Docker. It’s been around longer, it’s more polished, easier to learn, simpler to use, supported everywhere and by everything, easy to find solutions when you search for help, doesn’t depend on systemd, compatible with every container image out there, and you can do things with it even if it’s not the “correct” way to do it while podman will tell you “no, you can’t do that”.
Podman, rootless containers work well, and there is no central process running everything. I like that starting containers on boot is integrated with systemd.
How do you automatically start podman containers? I currently just manually add systemd entries but that’s a lot more cumbersome than Docker which doesn’t require you to do anything at all.
That’s how you do it, you have to write systemd config files for each container.

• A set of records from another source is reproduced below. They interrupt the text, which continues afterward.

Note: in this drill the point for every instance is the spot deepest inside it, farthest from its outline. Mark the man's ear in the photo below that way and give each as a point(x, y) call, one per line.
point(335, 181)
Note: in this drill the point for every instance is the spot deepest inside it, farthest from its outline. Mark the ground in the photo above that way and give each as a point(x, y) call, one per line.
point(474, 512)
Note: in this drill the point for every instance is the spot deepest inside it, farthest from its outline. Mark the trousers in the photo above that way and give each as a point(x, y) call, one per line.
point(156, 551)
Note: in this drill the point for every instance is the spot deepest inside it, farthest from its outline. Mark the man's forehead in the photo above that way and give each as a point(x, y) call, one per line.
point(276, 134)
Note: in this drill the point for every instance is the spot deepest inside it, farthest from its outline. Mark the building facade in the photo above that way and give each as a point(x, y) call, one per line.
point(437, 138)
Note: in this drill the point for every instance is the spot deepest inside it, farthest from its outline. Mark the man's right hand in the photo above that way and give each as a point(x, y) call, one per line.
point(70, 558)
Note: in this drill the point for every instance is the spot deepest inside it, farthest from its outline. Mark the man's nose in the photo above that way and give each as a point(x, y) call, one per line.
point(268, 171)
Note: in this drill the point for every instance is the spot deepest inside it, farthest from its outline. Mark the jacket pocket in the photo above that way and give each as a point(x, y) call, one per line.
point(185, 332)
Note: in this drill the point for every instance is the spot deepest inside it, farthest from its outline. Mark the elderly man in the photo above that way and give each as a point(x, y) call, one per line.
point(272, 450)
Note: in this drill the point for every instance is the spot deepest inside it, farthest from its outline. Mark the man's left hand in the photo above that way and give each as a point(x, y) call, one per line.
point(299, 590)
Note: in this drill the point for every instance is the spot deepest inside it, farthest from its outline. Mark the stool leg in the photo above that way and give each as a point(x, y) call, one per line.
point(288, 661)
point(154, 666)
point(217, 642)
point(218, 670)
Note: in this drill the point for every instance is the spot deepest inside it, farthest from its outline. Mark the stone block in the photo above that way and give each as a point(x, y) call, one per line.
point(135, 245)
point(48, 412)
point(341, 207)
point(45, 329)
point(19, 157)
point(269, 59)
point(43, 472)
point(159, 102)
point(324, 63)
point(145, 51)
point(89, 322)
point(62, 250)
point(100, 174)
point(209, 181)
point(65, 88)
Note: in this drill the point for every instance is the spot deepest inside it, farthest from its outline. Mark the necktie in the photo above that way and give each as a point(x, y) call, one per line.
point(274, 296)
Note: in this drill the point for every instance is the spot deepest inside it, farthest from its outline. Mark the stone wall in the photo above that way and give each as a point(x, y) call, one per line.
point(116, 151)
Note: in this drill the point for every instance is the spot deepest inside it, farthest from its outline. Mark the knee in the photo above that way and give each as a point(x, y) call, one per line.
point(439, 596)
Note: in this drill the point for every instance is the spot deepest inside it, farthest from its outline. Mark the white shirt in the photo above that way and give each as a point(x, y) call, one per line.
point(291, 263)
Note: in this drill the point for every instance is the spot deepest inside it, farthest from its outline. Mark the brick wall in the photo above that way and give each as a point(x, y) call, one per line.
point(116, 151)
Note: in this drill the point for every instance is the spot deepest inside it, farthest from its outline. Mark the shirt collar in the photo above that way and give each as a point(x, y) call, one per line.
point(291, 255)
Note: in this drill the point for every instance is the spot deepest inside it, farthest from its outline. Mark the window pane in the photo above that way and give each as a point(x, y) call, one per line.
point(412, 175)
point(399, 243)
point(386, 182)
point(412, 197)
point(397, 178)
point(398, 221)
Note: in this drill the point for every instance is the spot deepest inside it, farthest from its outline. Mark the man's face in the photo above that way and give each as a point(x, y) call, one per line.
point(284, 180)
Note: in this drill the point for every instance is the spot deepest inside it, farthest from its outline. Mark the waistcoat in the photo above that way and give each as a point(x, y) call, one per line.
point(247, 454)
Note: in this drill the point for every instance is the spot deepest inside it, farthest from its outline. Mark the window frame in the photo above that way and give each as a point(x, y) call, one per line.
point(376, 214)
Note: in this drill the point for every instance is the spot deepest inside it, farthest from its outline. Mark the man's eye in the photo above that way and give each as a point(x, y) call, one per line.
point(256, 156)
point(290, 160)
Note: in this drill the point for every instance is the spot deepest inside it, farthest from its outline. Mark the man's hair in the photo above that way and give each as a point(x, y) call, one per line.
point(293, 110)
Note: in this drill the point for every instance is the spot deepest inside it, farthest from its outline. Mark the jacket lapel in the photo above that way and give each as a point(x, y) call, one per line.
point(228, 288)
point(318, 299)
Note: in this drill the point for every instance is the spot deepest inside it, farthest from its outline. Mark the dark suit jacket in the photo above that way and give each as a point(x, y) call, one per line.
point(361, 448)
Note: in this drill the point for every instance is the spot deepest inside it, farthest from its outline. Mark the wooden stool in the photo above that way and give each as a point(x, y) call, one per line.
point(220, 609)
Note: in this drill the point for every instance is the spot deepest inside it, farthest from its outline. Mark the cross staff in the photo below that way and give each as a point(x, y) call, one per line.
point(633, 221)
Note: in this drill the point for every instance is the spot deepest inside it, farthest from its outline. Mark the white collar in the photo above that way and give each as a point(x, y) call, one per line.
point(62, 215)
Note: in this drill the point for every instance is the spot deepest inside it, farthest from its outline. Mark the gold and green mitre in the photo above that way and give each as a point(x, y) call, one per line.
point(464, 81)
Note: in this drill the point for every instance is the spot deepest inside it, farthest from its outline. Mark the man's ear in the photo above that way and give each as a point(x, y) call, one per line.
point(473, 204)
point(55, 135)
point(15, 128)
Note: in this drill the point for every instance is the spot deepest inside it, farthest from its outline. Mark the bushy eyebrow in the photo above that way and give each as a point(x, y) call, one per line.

And because it was cumbersome they’ve come up with third party tools that write them for you and launch the container. 😉
I use Quadlet, which is now merged in podman. The only issue I had with it is running system systemd services as other (rootless) users, I can’t get it to create cid files that the users can access. In those cases only, I have to modify the generated services files, which defeats the purpose.
Since I use Docker Compose with Podman, I just make a single systemd service to run Docker Compose on boot, thereby starting all my containers at once.
That’s an interesting way to do it. Do you have everything in 1 compose file?
I have one Compose file per stack, which is an application and all of its containers, databases, etc. Pretty much the same way I organized things with just Docker.
i would like to try… but as far as i know, there is no “docker compose up -d”
Podman supports docker compose just fine. You have to run it as a service, so that it can expose a socket like docker does, but it supports doing exactly that
Apparently it does! podman-compose
cool, thank you!
Check my comment history for an example of a simple bind mount
compose.yaml
I use for developing a small Python project. It’s exactly the same as Docker Compose (since Podman Compose follows the Compose spec) but if you’re just getting started, it might be a good skeleton to build on.i have all my stacks on docker compose. if it follows the same specks, i would only need to convert volumes and networks
Don’t overthink this. Just start using something.
This is the best advice. Bloody hard for me to do, however. Not sure why.
definitely docker. it just has so much more documentation and community involvement.
On what host system?
Podman, dockerd is a single point of failure
Docker if you are unsure how to begin. You can use docker compose with configs you find on the internet.
If your interested in podman I would start by using it though distrobox. Distrobox is a tool that allows other Linux environments on your host system and is really good for development
I use podman, even when I started out. But I am a tinkerer. I think for the average beginner, docker will be easier as so much out there assumes you are using Docker only, and hard codes it. Unless you wanna deal with that, use Docker.
A year or two ago (whenever docker changed the business license of docker for Mac) I changed to podman and aliased docker=podman. It behaves the same, you would just about never know rootful podman vs docker.
Rootless podman is super cool and a much better security ideal - but comparing more apples to apples would be podman running as root vs docker.
I started with Docker and then migrated to Podman for the integrated Cockpit dashboard support. All my docker-compose files work transparently on top of rootful Podman so the migration was relatively easy. Things get finicky when you try to go rootless though.
I say try both. Rootful podman is gonna be closest to the Docker experience.
If you’re running it for your own network, just use Docker. The tooling is way, way better for docker, especially for a beginner.
Whichever one is better supported by the containers you want to run.
They both support the same containers
Except in real life you’ll run into images that podman refuses to work with all the time.
Example? Ive definitely had compose projects that I had a hard time running with podman but all the individual containers seem to work just fine.
How do you make podman run an image that runs as an uid/gid that don’t exist on the host and needs to access host devices/volumes owned by uid/gid that don’t exist in the container?
You use podman unshare to
chown
the directories to the appropriate UID/GID in the container’s user namespace.This right here. Just found out about this last week after a long debug.
I do a lot of docker/k8s at work, and I use podman at home. Podman is very cool in theory but still rough around the edges. I recommend docker if you just want to get started, Podman is a little extra work.
Docker because it just works. Podman has another 5 years (hopefully) to get this part right IMO.